Each line provides insights into memory usage before and after the GC event, the time taken, and any allocation failures. This information helps me identify that frequent scavenging is occurring during high transaction volumes, suggesting that the application creates many short-lived objects.

Based on the GC traces which I got back from the console, I managed to identify specific parts of the transaction processing code that can be optimized. As an example, I had to refactor the code to minimize the creation of temporary objects.

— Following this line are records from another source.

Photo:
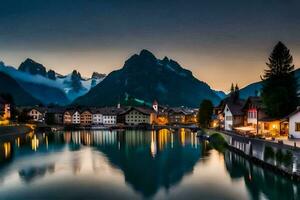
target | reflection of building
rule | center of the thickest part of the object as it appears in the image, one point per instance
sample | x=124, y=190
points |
x=67, y=117
x=182, y=115
x=294, y=124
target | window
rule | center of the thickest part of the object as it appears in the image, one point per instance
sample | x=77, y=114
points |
x=297, y=126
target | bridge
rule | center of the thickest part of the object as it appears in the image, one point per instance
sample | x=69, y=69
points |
x=176, y=127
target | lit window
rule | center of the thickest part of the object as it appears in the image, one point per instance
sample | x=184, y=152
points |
x=297, y=126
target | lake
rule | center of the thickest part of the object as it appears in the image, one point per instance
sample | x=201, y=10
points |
x=131, y=165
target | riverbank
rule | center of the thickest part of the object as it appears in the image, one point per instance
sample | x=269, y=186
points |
x=14, y=130
x=277, y=157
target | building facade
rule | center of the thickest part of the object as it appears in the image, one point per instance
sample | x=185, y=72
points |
x=86, y=118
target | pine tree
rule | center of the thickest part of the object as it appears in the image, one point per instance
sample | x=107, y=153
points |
x=279, y=92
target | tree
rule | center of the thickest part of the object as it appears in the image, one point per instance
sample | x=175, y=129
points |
x=205, y=113
x=234, y=92
x=279, y=92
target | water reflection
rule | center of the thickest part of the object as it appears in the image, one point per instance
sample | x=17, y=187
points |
x=130, y=164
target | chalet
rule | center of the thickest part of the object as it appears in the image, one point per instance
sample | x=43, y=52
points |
x=86, y=118
x=109, y=115
x=55, y=116
x=5, y=109
x=254, y=113
x=76, y=117
x=294, y=124
x=182, y=115
x=97, y=117
x=233, y=115
x=37, y=114
x=138, y=115
x=67, y=117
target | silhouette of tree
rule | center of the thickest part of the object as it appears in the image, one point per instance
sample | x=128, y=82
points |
x=279, y=92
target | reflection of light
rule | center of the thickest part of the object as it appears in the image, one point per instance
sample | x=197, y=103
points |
x=153, y=144
x=34, y=143
x=7, y=149
x=18, y=142
x=182, y=136
x=47, y=142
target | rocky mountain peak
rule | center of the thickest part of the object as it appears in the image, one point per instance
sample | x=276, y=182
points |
x=32, y=67
x=97, y=75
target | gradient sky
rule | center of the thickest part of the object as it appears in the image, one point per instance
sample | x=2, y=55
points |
x=221, y=41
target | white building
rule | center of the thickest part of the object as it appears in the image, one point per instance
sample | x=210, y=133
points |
x=294, y=124
x=228, y=119
x=97, y=118
x=135, y=116
x=109, y=119
x=37, y=114
x=76, y=117
x=233, y=115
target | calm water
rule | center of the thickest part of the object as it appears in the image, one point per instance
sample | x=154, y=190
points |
x=130, y=165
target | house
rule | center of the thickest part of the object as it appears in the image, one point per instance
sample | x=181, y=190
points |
x=37, y=114
x=76, y=117
x=67, y=117
x=5, y=112
x=86, y=118
x=233, y=114
x=55, y=116
x=138, y=115
x=294, y=124
x=254, y=113
x=109, y=115
x=97, y=117
x=182, y=115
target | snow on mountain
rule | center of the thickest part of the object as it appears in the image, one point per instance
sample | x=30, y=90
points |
x=63, y=83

After implementing these optimizations, Jordan runs the application again with GC tracing enabled during transaction processing. The frequency of GC events decreases, and the application’s performance improves significantly.

Advantages:

  • Dynamic Control: The v8 module allows enabling and disabling GC tracing as needed, providing flexibility to target specific code sections.
  • Focused Debugging: By monitoring GC activity only during critical operations, developers can pinpoint and resolve memory-related issues more efficiently.

Limitations:

  • Complexity: Using the v8 module requires additional code and understanding of when and where to enable GC tracing.
  • Performance Impact: While more controlled than global tracing, enabling GCtracing still introduces some performance overhead.

The Conclusion

Capturing and analyzing garbage collection traces is essential for maintaining optimal performance and diagnosing memory issues in NodeJS applications. By using the --trace-gc flag, the v8 module, and the perf_hooks module, developers can gain valuable insights into GC behavior and address performance bottlenecks effectively. Each method offers unique advantages and flexibility, making it possible to tailor the GC tracing approach to the specific needs of the application.

Incorporating these practices into your development and debugging workflow can lead to more efficient memory management, smoother application performance, and a better overall user experience. By understanding and leveraging the tools available for GC tracing, you can ensure that your NodeJS applications run efficiently and reliably.